Wall Street Journal
By Laura Meckler and Kristinia Peterson
November 12, 2013
Dwindling prospects for a sweeping congressional immigration bill have some supporters pivoting to a more confrontational approach, while at least one industry is looking for a backup plan if a broader deal fails.
New ads from the AFL-CIO and Service Employees International Union take a sharper tone toward Republicans, particularly those vulnerable to Democratic challengers next year, over House inaction on immigration bills. The AFL-CIO ads, mostly running in Spanish, recite inflammatory language toward immigrants from some GOP lawmakers and urge viewers to "fight the hate."
Watch two new political ads, released by the ALF-CIO and SEIU, that confront Republicans on the immigration system.
Some farm groups are looking for a niche fix addressing their concerns if a wider deal isn't reached. And President Barack Obama has begun speaking regularly on immigration after months of remaining quiet at the request of supporters in Congress who argued that Republicans are less likely to pass a bill that the president is pushing. Last month, Mr. Obama began a public push along with private meetings with outside groups. On Wednesday, Mr. Obama and other senior officials will meet with evangelical and other religious leaders on backing an immigration overhaul. The meeting follows a similar one last week with business leaders.
The result is a transformation from a unified group of advocates to something more fractured, with some focused hard on pushing for legislation and others starting to shift to a political effort that hopes to take seats from Republicans they can try to blame if an overhaul fails.
The broad and bipartisan bill that passed the Senate over the summer includes measures favored by unions as well as high-tech, agriculture and other industries, as well as a path to citizenship for illegal immigrants demanded by immigrant advocates. In the GOP-led House, five bills have cleared committees, but the chamber's leaders have brought none of them to the floor.
Last week, House Majority Whip Kevin McCarthy (R., Calif.) told immigration activists that the House wouldn't take up the issue this year, one of the activists said. Mr. McCarthy's office declined to comment.
The languid pace in the House has bred anxiety among crop and dairy farmers, many of whom rely on immigrant laborers. They had been focused on passing a comprehensive bill covering a number of areas of immigration law because Democrats have made clear they wouldn't move one piece without the others.
If a broad immigration bill stalls, "we have an obligation" to look for a plan "that at least addresses the agricultural portion," said Jerry Kozak, president of the National Milk Producers Federation, a trade group representing dairy farmers. The agricultural-visa system now provides permits for seasonal jobs, while the industry says dairy farmers require year-round labor.
Over lunch with farmers from his home state of Florida, Republican Rep. Tom Rooney said he asked, "What is our Plan B?" He said he also told the farmers: "We need to start game-planning for what we should do if—and I would likely say when—immigration fails."
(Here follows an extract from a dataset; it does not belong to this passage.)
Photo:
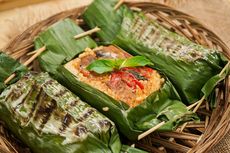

One suggestion advanced by the group: Turn over handling of the agricultural guest-worker program to the Agriculture Department from the Labor Department in order to speed up processing of visa applications.
Unions, meanwhile, are now asserting that the GOP will pay a price at the polls next year for inaction. "Time is running out on the Republicans," said Eliseo Medina of the SEIU. "We want people to know who's standing in the way of reform."
Unions, meanwhile, are working to pressure the GOP to pass legislation—and if that fails, try to punish Republicans at the polls in 2014. Until now, advocates of a broad immigration overhaul had kept their criticism of the GOP muted in an effort to help create political space for the party to consider immigration bills.
The SEIU and AFL-CIO are also participating in a voter-contact program in nine GOP-held congressional districts. Targets include California Rep. David Valadao, a rare Republican to sign onto Democratic immigration legislation. Union leaders say they are trying to pressure him into pressing GOP leaders.
Mr. Valadao shrugged off the labor group's ads, saying in an interview that the strategy might help jump-start the debate. "If there's enough members to talk to [House] leadership and say, 'We need to have this debate; we need to move this process forward,' that's very helpful," he said.